The crisis would never have been exposed if whistleblowers hadn’t independently confirmed high lead both in the water and in the blood of Flint children in 2015. Consuming lead can cause a host of health problems, including brain damage in children and miscarriages in pregnant women.

Flint has since switched back to its original source and has low lead levels according to what is probably the most rigorous testing regimen in the world.

Wheeler noted that the “Obama EPA” failed to take swift action in Flint, but the EPA under President Donald Trump has postponed revisions to the lead regulation three times and sought additional input from local governments and utilities. Through their trade association, water providers say it shouldn’t be up to them alone to fix the problem, that doing so will be really expensive, and that it will take so long EPA shouldn’t bother to set any deadlines. And they love to point out that lead dust contributes more to lead exposure in children than water.

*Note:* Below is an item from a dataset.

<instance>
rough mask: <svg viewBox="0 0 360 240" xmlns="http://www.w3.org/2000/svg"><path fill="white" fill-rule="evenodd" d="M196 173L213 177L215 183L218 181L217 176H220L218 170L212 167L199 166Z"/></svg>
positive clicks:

There are several million lead pipes in use in cities across the country. It’s possible through chemical treatment to reduce the amount of lead that leaches from the pipes into people’s drinking water, but not possible to eliminate the risk entirely. Olson and other experts want the new version of the Lead and Copper Rule to require utilities to proactively find and replace all the pipes.

“We have a very real fear that what they’re going to propose is not going to be a strengthening change,” Olson said.

Under the current rule, even if a utility finds high levels of lead in people’s water, it won’t necessarily have to replace any lead pipes. The rule was originally written in 1991, before most public health experts began to appreciate that even the tiniest doses of lead could subtract IQ points from small children.

Wheeler said the new version of the rule would include testing at public schools and daycares, which are currently excluded from the regulation even though they serve the most vulnerable population. (He also last month the EPA would set standards this year for other notorious chemicals currently omitted from Safe Drinking Water Act regulations.)

Flint isn’t waiting around for the federal government to act on lead, having already embarked on an ambitious program to replace all the lead service lines that connect water mains to houses in the city. Few other cities have done the same. Replacing the pipes is often expensive because it can involve digging up the ground in front of people’s houses just to find out if a service line is in fact made of lead.

Contrary to the gloomy assessment from other utilities, the water provider in Madison, Wisconsin, told the EPA it managed to finish replacing all its lead service lines in 2011 without too much trouble.

“Lead service replacement costs never exceeded 20 percent of our annual capital budget,” utility manager Tom Heikkinen said in a March 2018 letter to the EPA.